En pocas
palabras se esconde un solo significado, el rumbo se esfuma. Tengo
palpitaciones, la sangre navega con ritmo inusual, algo así como si el corazón
tosiera levemente. Quiero llevar mi cuerpo a un lugar donde se serene. Cierro
los párpados, impregno mis ojos, ciegos, con el tono azulado del mar. Un cielo
imaginario se mimetiza en el horizonte con las aguas tan frías como lejanas a
cualquier costa.
El manso devenir
de las olas acaricia mi incertidumbre y ondula la superficie de mi desesperación.
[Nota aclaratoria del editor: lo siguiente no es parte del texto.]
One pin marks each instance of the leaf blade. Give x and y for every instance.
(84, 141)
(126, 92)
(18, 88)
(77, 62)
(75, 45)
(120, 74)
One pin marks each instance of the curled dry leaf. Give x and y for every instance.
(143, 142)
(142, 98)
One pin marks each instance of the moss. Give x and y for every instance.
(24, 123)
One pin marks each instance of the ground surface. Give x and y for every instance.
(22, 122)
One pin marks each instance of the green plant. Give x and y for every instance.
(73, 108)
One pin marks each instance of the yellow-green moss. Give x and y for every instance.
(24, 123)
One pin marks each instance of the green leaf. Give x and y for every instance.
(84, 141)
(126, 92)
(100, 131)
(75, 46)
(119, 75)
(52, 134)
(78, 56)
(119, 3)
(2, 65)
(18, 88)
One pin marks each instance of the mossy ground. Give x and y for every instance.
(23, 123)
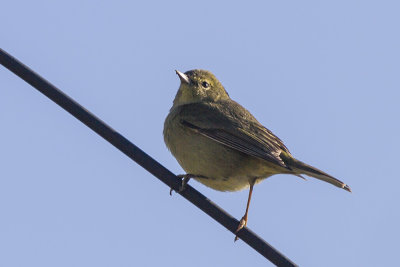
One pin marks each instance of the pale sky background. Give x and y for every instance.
(322, 75)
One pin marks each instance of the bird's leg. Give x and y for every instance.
(186, 178)
(243, 221)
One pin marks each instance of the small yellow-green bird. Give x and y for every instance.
(221, 145)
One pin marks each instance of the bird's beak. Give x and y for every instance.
(184, 78)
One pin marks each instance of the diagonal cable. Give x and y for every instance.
(140, 157)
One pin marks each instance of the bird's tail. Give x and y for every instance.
(301, 168)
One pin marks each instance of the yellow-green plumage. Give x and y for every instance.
(212, 136)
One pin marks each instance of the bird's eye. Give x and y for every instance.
(205, 84)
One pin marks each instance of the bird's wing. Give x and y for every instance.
(232, 125)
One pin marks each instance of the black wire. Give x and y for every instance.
(142, 158)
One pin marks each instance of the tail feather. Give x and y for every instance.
(299, 167)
Ahora, el corazón late al
compás de la quietud y la calma. Lo percibo sin siquiera hacer algún esfuerzo que impida hundirme. Las
aguas me sostienen.
Escucho apenas
las campanas del reloj vigilante del entorno.
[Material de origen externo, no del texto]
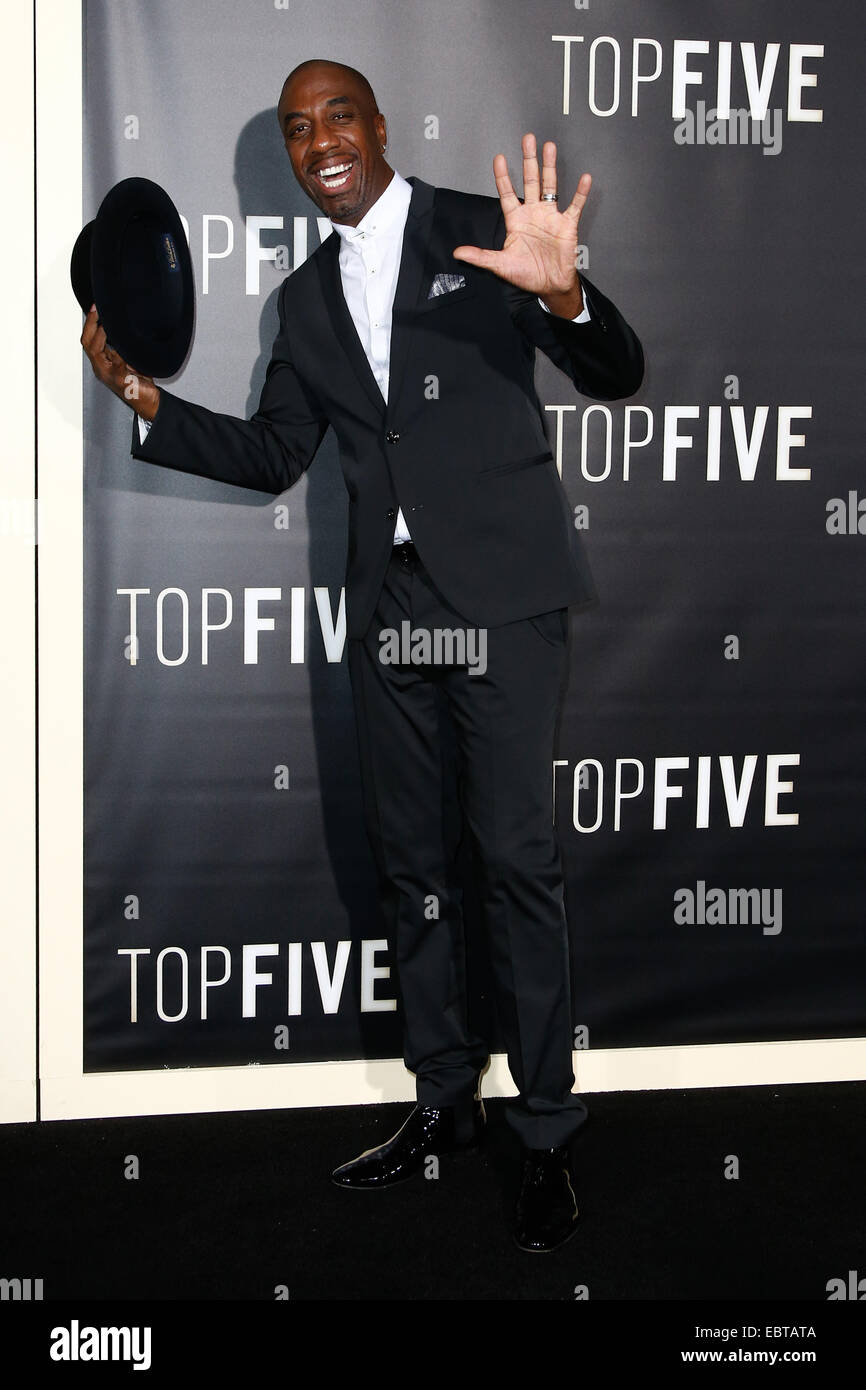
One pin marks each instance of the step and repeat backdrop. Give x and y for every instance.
(709, 766)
La brisa empuja con brazos limpios al tiempo y me deja en paz, sonriendo.
En este punto de
alta mar extravío las sandalias que calzaban mis pies agotados, el papel
estrujado de rabia cae sin despedirse de mis manos crispadas, y el sudor de mi
piel tensa es arrancado por las gotas negras y frías del mar.
¿Por qué no
quedarme aquí para siempre? ¿Cómo llegar desde el pensamiento hasta la barca
que me abandone?
Quizá con el
memorandum que pronuncia en silencio mi infortunio pueda construir, como cuando
era niño, el bote que me traiga y me deje aquí, lejos de todo, rodeado de paz.
Y olvidar, para siempre, que fui despedido.